Summer Reading

Keep up the super work at home this summer:

Read, read, read…!!

Continue to Support your child’s learning at home

Dear Parents/ Guardians,

Thank you for all your help and support with your child’s reading and homework over the past four months. 

Your support will help your child when they return to school in September. 

Please continue to do some reading with your child during the holidays. Below I have included some helpful tips and suggestions for you. Its never to early (or too late!) to support your child’s reading at home.

Keep up the good work, 

Thanks,

Ms. Caulfield

Create a Reader!

  • Reading is a vital skill – Anything you can do to help children feel positive and confident about reading will stand them throughout their time at school and well on into their adult lives. 
  • Start early!
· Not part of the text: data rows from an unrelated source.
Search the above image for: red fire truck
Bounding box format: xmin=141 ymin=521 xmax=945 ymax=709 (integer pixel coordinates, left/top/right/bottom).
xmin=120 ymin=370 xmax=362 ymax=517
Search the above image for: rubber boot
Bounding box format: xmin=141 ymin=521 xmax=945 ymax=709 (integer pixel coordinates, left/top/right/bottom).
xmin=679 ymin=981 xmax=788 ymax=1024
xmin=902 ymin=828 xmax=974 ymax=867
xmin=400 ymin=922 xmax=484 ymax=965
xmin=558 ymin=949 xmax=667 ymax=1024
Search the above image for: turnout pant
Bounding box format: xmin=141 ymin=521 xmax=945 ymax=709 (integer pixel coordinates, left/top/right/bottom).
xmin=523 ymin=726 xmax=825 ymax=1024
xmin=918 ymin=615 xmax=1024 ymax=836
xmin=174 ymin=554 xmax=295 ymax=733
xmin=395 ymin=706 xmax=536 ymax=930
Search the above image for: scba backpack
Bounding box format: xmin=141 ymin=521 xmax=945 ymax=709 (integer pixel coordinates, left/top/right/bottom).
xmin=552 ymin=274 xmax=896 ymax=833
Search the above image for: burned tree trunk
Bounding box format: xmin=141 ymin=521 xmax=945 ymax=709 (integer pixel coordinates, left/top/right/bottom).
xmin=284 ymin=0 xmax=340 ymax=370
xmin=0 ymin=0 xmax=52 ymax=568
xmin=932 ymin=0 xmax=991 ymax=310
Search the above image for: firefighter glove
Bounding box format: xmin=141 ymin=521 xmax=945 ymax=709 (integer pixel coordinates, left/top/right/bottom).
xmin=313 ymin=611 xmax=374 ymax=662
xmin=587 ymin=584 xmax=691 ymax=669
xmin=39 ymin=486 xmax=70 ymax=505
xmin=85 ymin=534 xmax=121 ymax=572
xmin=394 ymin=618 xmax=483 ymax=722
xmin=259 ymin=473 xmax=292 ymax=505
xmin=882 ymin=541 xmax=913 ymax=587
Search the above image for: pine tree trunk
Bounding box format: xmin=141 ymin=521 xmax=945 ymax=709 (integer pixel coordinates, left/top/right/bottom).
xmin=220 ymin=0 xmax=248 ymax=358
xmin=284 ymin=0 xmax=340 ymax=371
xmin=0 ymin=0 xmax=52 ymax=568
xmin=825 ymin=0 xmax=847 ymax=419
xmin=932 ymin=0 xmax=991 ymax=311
There are some wonderful books for babies, with bright colours, textured pages, squeaks and rattles and sound chips. 
  • You can have your child join the Dundalk library at any age. It has weekly story and rhyme sessions for babies, toddlers and young children – these will encourage your child to see books as exciting and fun, and something to enjoy sharing. Make it your aim this summer to join the Dundalk library – it’s a magical place!
  • Read to your child often. A regular story can be a lovely, calming and settling part of the bedtime routine, but do read at other times during the day too. You don’t have to be a brilliant reader yourself, your child will enjoy the experience of sharing a book and some time with you
  • And do let your child see you reading for pleasure yourself – books, magazines, newspapers – to build up the association of reading and enjoyment.

Some simple tips: 

 

  • Try ensure you’re somewhere reasonably quiet, without distractions such as TV or radio in the background, and you can make yourselves comfortable.
  • With a new book, look at the book’s cover and title together. What is it about? What can you see in the picture?
  • Give yourselves time to enjoy the story. Don’t read too quickly, and allow time on each page or double page to explore the pictures together and for your child to ask you questions.
  • You can have fun trying different voices for different characters, or exaggerating sound-words – roars and squeaks, bangs and whispers. Even if you don’t think you’re a great actor, your child will love the effects. And when your child knows the story well, they might like to join in in places or say certain lines themselves.
  • Don’t read for too long at a stretch – for very young children, just a few minutes at a time is enough.
  • If your child enjoys a story, be prepared to read it again (and again, and again!). Children love repetition!
  • Encourage your child to think about stories afterwards: they might like to act out the story with family members or friends (popular fairy tales like Goldilocks or the Three Little Pigs are particularly good for this).